DocuMondays - This Filthy World


This Filthy World (2008, dir.Jeff Garlin)

Unlike the other documentaries I have looked at, where you have multiple interviewees and tightly edited footage to form a narrative, this is simply one man on stage in front of a crowd, talking to them. It's basically a concert film, but while most of those feature either a music performer or comedian this is a film director. I guess the closest equivalent  of this would be the Evening With Kevin Smith DVDs. Both are the result of directors whose personalities are as large as the reputation of their films. John Waters is definitely not a filmmaker who appeals to everyone, something he readily admits, but even if you don't enjoy his films I think it would be hard not to enjoy this one-man show about his love of all things strange.

Waters was raised in and around Baltimore, Maryland, which is to him like New York is to Woody Allen. Baltimore, named the Ugliest City in America at the time which Waters proudly cites, provided him with a front row seat to the grotesque. Rather than being repulsed, Waters was drawn to the misshapen and demented natives and made them movie stars. His love of film also began in Baltimore when, as a child, he became enamored with the gimmickry of William Castle (House on Haunted Hill, House of Wax) and Kroger Babb. Babb was a filmmaker who had little skill with filmmaking, and more with being a salesman. He produced films like Mom and Dad, which the Catholic Church gave a Condemned rating, and features actual birth footage, one of the few ways of showing female nudity in those days. Babb would have an obvious influence in Waters later work, and Castle got a very gimmicky homage with the Odorama cards handed out at showings of Polyester.

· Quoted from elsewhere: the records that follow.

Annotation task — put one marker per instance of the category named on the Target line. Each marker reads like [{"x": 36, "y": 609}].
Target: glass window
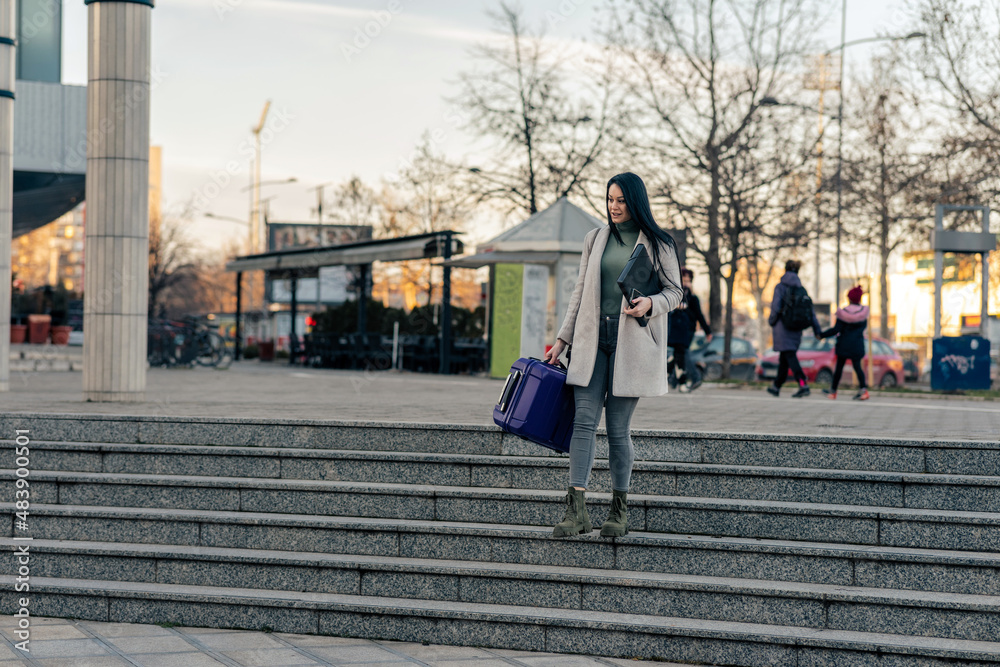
[{"x": 39, "y": 40}]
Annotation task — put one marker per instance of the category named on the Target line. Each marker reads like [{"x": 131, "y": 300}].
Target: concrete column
[
  {"x": 8, "y": 34},
  {"x": 117, "y": 236}
]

My favorite piece of the performance was the second half, where Water discusses how he even he has lines he doesn't think people should cross. This allows him to go into very poetic descriptions of teabagging, helicoptering, and other outer edges sexual practices that he gets pleasure from horrifying the audience with, but also seems to honestly think are too far. He addresses his child molestery appearance, which draws looks when he goes to see animated films at the theater. He talks about his love of attending trials and the little club of friends who try to one up each other about which they have attended (Waters got into one of 10 public seats at Watergate for a day, an elderly woman beat him, she was Nuremburg, the Super Bowl of courtroom trials). There's a wonderful sequence where he talks about the influence The Bad Seed has on him, creating a desire to be a secretly evil child. Even now, he says he loves to encourage children to get into trouble, mentioning when he was attending a parade recently and tried to convince a little girl to help him go knock people's bicycles over.

Like I said, Waters isn't everyone's cup of tea, nor should he be. If he was, then the entire agenda of his work would be subverted. He talks about how his career is now lauded in elite high society circles in New York and that he thinks its wrong. Even if you don't care for his films, I don't think you could watch this and not find some anecdote or piece of wry wisdom memorable. If you haven't seen his work some segments might be confusing, but nevertheless this is an excellent piece of insight into one of the ground breaking directors in America.